Booz Allen Hamilton’s Priority Recommendations for Device Review Come as No Surprise

December 16, 2013

By Jennifer D. Newberger

As part of the Medical Device User Fee Act of 2012 (MDUFA III) Commitment Letter, FDA and the medical device industry agreed to participate in a comprehensive assessment of the medical device review process.  MDUFA III Commitment Letter (April 18, 2012), at 12.  FDA contracted with Booz Allen Hamilton to conduct the two-phase assessment.  The results of the first phase are to be issued within one year of the contract award, with findings on a set of priority recommendations within six months. 
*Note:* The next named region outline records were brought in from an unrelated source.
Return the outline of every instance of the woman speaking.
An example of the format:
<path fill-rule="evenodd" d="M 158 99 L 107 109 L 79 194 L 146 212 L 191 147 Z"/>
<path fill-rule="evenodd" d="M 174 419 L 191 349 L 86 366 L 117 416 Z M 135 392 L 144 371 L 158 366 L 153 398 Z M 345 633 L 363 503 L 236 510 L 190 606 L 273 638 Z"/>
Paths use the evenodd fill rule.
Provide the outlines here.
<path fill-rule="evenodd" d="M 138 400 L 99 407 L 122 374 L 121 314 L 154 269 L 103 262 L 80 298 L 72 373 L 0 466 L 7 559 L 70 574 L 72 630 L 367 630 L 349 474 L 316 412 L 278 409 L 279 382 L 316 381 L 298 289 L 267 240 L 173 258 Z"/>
On December 11, 2013, Booz Allen released its report detailing the following priority recommendations: 

  • Develop criteria and establish mechanisms to improve consistency in decision making throughout the review process
  • Provide mandatory full staff training for the three primary IT systems that support MDUFA III reviews
  • Identify metrics and incorporate methods to better assess review process training satisfaction, learning, and staff behavior changes
  • Adopt a holistic, multi-pronged approach to address five quality component areas to standardize process lifecycle management activities and improve consistency of reviews

For anyone who follows FDA’s medical device review processes, none of these recommendations should come as a surprise.  Industry has, for years, been encouraging CDRH to improve consistency in decision making, and has been very vocal in its criticism of CDRH’s failure to do so.  Time and again, we learn of situations, for example, in which CDRH requests data in a 510(k) submission that were not required of a recently cleared predicate, or where CDRH relies upon a draft guidance or a policy that has not been communicated to industry. 

The second and third points relate to CDRH’s lack of sufficient and/or efficient training of its reviewers.  Once training is complete, there is little to no follow-up to determine whether the training achieved its goals, and if additional training is necessary.  With respect to the IT systems, Booz Allen found that only 53% of reviewers who received training on the new IT systems found that the training eased review.  As for training programs intended to “increase knowledge on submission review for both new and experienced staff,” Booz Allen found “gaps in FDA’s ability to objectively assess the impact of learning and the extent to which participants’ review behaviors changed as a result of training.”  It is not clear from the report whether FDA has in place processes to assess the impact of training—if it does, this would come as a surprise—or whether the lack of training assessment itself is the gap.  Either way, FDA should find a way to determine whether its training programs are beneficial.

Finally, the last bullet encompasses many of the issues identified in the prior bullets.  The five quality component areas include Senior Management Responsibility, Resource Management, Document Control, Process Improvement, and System Evaluation.  Booz Allen’s recommendations with respect to these five areas relate primarily to ensuring accountability and follow-up with respect to both review issues and training, establishing consistency in document control, formalizing a means of making improvements to the review process, and better monitoring the quality and effectiveness of the review process. 

All areas identified by Booz Allen are ones in which industry has long been encouraging CDRH to make improvements to its system.  Perhaps because these recommendations stem from the MDUFA Commitment Letter, rather than simply frustrated industry representatives, CDRH will pay more attention this time.  However, for many in the industry, the report will likely just be seen as more recommendations to CDRH of areas that need improvement that will go unheeded.